Aluminum can bonded using  S-Bond® alloys and is an excellent alternative aluminum joining processes. Cycle times may be reduced and, especially with thermally sensitive applications or low piece lots, the limited tooling and ease of set up for S-Bond joining can significantly reduce costs.

Active S-Bond® solders easily react with and break through the oxide layers on aluminum and copper to react quickly and irreversibly with the metal without the use of plating or fluxes, thus lowering the cost of solder joining aluminum and also eliminating aggressive chemicals that create environmental hazards. Additionally, S-Bond’s low joining process temperature (typically below 250ºC) preserves the hardness and strength of the base aluminum making the finished component more robust.

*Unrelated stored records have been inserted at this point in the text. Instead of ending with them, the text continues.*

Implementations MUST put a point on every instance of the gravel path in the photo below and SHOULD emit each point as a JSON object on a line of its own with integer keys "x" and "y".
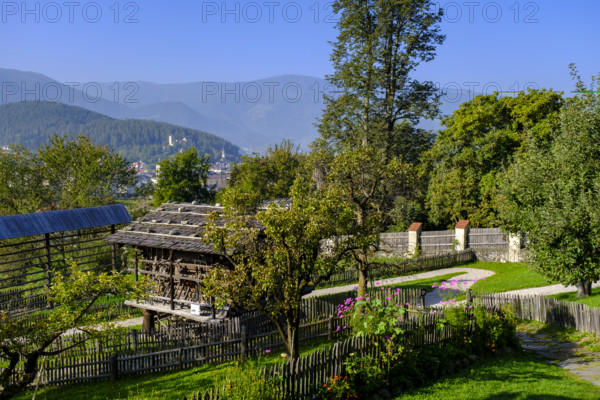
{"x": 546, "y": 290}
{"x": 465, "y": 281}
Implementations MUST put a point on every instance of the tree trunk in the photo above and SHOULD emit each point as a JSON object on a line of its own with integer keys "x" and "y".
{"x": 29, "y": 374}
{"x": 292, "y": 344}
{"x": 584, "y": 288}
{"x": 362, "y": 280}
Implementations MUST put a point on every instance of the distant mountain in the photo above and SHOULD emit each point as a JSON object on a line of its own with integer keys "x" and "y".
{"x": 31, "y": 123}
{"x": 251, "y": 114}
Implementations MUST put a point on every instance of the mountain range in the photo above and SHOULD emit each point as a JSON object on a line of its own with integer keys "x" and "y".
{"x": 251, "y": 114}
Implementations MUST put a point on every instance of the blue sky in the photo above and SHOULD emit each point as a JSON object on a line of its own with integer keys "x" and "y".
{"x": 489, "y": 44}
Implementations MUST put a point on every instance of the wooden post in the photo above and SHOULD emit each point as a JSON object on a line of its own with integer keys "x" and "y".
{"x": 148, "y": 324}
{"x": 171, "y": 281}
{"x": 48, "y": 267}
{"x": 212, "y": 307}
{"x": 114, "y": 248}
{"x": 136, "y": 264}
{"x": 414, "y": 238}
{"x": 114, "y": 368}
{"x": 244, "y": 343}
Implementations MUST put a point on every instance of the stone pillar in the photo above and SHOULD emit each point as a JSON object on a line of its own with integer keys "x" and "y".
{"x": 514, "y": 247}
{"x": 461, "y": 234}
{"x": 414, "y": 237}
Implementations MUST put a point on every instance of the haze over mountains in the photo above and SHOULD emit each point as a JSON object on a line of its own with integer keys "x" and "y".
{"x": 249, "y": 114}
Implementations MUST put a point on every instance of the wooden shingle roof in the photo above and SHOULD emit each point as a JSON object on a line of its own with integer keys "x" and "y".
{"x": 173, "y": 226}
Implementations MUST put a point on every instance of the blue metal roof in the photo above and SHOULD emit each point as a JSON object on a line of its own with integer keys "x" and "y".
{"x": 13, "y": 226}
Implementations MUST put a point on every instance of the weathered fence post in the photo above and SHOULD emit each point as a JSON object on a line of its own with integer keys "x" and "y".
{"x": 414, "y": 237}
{"x": 114, "y": 367}
{"x": 461, "y": 232}
{"x": 134, "y": 339}
{"x": 244, "y": 343}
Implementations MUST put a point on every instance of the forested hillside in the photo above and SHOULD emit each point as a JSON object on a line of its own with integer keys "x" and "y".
{"x": 31, "y": 123}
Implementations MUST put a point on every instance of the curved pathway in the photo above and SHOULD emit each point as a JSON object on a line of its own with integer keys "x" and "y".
{"x": 464, "y": 281}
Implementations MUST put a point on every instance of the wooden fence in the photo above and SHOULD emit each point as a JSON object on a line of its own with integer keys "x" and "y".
{"x": 301, "y": 379}
{"x": 28, "y": 263}
{"x": 549, "y": 310}
{"x": 405, "y": 267}
{"x": 437, "y": 242}
{"x": 487, "y": 238}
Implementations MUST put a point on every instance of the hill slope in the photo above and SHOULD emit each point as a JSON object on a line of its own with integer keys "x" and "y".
{"x": 31, "y": 123}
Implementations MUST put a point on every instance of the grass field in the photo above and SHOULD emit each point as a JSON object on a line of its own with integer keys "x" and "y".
{"x": 592, "y": 301}
{"x": 164, "y": 385}
{"x": 511, "y": 377}
{"x": 509, "y": 276}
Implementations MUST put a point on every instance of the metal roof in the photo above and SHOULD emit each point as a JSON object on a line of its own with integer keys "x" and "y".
{"x": 13, "y": 226}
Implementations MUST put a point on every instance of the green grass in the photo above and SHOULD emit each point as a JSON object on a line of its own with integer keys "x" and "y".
{"x": 592, "y": 301}
{"x": 509, "y": 276}
{"x": 425, "y": 283}
{"x": 586, "y": 341}
{"x": 165, "y": 385}
{"x": 511, "y": 377}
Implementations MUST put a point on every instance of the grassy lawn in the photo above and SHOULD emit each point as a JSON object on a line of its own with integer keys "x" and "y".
{"x": 511, "y": 377}
{"x": 587, "y": 341}
{"x": 165, "y": 385}
{"x": 509, "y": 276}
{"x": 592, "y": 301}
{"x": 425, "y": 283}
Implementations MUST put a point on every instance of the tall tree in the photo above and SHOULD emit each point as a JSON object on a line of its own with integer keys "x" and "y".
{"x": 27, "y": 338}
{"x": 79, "y": 173}
{"x": 277, "y": 254}
{"x": 183, "y": 178}
{"x": 265, "y": 177}
{"x": 63, "y": 173}
{"x": 553, "y": 194}
{"x": 479, "y": 140}
{"x": 372, "y": 121}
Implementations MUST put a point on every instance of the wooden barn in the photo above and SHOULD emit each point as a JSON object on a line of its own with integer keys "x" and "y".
{"x": 169, "y": 248}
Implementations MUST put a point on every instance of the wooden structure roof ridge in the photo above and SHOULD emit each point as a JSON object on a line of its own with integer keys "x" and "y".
{"x": 21, "y": 225}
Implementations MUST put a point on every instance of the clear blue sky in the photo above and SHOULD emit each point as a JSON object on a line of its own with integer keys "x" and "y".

There are a range of S-Bond alloys available with different service temperatures from 100°C to 390°C. These same products also join well to copper, aluminum silicon carbide, and other thermal management materials and allow cost effective, fluxless assembly of complete thermal management systems.

S-Bond® can be an alternative aluminum joining process to welding or brazing where low temperature joining is required and the service or stress service environment would permit a soldered joint. S-Bond is very effective in soldering aluminum to aluminum as well as soldering aluminum to copper. In some cases, S-Bond joining can replace controlled atmosphere brazing or “dip brazing”.

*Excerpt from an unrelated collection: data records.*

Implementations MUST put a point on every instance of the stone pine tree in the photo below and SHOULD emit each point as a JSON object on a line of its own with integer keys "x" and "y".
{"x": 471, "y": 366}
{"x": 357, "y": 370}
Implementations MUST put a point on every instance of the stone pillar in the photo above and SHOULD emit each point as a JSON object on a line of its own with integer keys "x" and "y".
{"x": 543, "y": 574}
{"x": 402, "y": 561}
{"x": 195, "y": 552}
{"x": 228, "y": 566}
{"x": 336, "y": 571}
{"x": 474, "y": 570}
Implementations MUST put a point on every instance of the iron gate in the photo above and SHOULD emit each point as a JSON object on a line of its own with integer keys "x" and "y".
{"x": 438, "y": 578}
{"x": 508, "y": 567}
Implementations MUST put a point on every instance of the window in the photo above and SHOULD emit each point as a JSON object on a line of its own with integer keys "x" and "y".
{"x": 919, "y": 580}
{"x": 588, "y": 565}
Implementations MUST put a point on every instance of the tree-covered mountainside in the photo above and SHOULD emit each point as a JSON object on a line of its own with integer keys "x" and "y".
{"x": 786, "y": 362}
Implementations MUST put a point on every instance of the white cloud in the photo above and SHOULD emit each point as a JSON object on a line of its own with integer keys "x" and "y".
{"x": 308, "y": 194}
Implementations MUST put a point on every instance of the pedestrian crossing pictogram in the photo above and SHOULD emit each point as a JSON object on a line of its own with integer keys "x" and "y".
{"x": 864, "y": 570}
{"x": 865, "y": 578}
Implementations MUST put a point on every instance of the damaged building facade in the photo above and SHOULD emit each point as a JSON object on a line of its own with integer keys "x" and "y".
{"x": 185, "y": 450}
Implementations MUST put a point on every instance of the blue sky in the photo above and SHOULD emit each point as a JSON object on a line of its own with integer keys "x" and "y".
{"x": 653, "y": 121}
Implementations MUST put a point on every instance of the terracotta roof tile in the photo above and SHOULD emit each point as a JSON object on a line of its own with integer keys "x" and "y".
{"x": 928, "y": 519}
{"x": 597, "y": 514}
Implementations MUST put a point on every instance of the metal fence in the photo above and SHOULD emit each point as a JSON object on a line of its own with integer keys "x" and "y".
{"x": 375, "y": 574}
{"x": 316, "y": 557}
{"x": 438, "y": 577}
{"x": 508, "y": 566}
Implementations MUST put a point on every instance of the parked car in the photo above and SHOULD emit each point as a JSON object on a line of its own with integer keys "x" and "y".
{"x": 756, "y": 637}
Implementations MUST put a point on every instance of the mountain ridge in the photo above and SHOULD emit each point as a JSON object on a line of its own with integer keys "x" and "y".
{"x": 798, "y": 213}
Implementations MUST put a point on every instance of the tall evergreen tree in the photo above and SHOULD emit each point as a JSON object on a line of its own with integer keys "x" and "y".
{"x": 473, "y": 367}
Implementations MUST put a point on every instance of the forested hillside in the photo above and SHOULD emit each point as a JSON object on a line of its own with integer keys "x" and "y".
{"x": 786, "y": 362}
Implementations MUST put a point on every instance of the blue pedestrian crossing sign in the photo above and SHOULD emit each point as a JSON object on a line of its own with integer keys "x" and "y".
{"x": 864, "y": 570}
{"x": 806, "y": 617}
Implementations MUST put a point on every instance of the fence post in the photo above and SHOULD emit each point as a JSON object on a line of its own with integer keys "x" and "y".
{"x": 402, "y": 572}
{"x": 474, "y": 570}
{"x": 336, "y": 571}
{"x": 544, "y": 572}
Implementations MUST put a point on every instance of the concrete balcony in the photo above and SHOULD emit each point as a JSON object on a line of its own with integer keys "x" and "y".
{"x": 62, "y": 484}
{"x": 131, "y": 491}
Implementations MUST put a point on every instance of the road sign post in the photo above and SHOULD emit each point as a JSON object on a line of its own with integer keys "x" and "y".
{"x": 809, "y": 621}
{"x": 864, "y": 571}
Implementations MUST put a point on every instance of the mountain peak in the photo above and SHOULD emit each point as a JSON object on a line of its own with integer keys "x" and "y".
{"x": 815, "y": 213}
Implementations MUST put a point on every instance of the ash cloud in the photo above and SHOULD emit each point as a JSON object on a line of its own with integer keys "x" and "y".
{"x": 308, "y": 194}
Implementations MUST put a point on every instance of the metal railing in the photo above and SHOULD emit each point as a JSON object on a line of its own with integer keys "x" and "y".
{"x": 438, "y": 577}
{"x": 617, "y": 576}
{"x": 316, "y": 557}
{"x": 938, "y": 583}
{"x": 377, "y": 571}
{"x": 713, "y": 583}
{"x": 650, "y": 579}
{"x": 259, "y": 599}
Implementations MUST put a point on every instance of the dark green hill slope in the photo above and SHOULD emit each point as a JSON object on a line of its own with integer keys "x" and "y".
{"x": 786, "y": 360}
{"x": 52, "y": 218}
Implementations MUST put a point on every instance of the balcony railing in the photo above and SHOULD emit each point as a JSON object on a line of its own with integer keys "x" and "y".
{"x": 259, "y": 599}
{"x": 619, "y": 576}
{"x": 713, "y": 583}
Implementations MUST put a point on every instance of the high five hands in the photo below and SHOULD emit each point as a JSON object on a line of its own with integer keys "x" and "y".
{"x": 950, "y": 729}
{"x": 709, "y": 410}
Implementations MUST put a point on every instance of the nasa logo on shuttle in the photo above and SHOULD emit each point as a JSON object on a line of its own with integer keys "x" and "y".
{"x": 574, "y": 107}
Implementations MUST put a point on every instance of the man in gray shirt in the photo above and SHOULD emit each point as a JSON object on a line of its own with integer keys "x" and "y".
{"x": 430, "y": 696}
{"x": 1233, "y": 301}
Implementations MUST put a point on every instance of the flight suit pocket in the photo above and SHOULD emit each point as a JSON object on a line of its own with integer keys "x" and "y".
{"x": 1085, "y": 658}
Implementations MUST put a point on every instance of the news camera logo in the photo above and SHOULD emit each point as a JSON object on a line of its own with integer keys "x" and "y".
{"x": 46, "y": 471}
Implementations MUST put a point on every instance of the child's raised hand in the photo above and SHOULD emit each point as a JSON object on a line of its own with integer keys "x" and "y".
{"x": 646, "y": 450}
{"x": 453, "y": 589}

Active S-Bond® solders react with and break through the oxide layers on aluminum and also with copper to react quickly and bond with the metal without the use of plating or fluxes, thus lowering the process cost of soldering aluminum or aluminum-copper components and also eliminating aggressive chemicals that create environmental hazards. Additionally, S-Bond’s low joining process temperature (typically below 250ºC) preserves the hardness and strength of the base aluminum making the finished component more robust.

Advantages of S-Bond Aluminum Joining

  • Lower temperature bonding (from 120 – 250°C) lowers thermal expansion mismatch issues.
  • Permits the joining of aluminum to copper and other metals and ceramics, provided thermal expansion mismatch is managed in the component design.
  • An S-Bond metallic solder joint provides thermally conductive bonded interfaces
  • No additional metal plating is required to prepare aluminum surfaces, lowering preparation costs.

Aluminum structures are normally brazed, welded or soldered. Braze joining of aluminum uses Si-rich Al alloys that have brazing temperatures ~ 25 – 50 ºC below the melting points of the base aluminum. Additionally, to disrupt the aluminum oxides that form naturally on aluminum, aggressive chemical fluxes and/or vacuum furnaces must be used for bonding aluminum. As such, aluminum brazing in furnaces requires precise controls and atmospheres. After brazing, the high processing temperature considerably softens and lowers the base aluminum strength.

S-Bond an Alternative to Brazing

S-Bond can be an alternative lower temperature joining process and replace brazing in some applications. S-Bond is very effective in soldering aluminum to aluminum as well as soldering aluminum to copper. In many cases, “dip brazing” is also used in joining aluminum. Dip brazing uses similar Si-rich aluminum filler metals and pre-places performs or aluminum pastes with chemical fluxes into a salt bath that heats the aluminum components which have been fixtured to hold the part positions in the bath. As in furnace brazing, the high temperatures of the brazing process soften the base aluminum and the parts must be rinsed of the flux and salt that comes from the bath exposure. Due to the aggressiveness of the chemicals and salts, work environment and waste disposal issues are now limiting available dip brazing sources.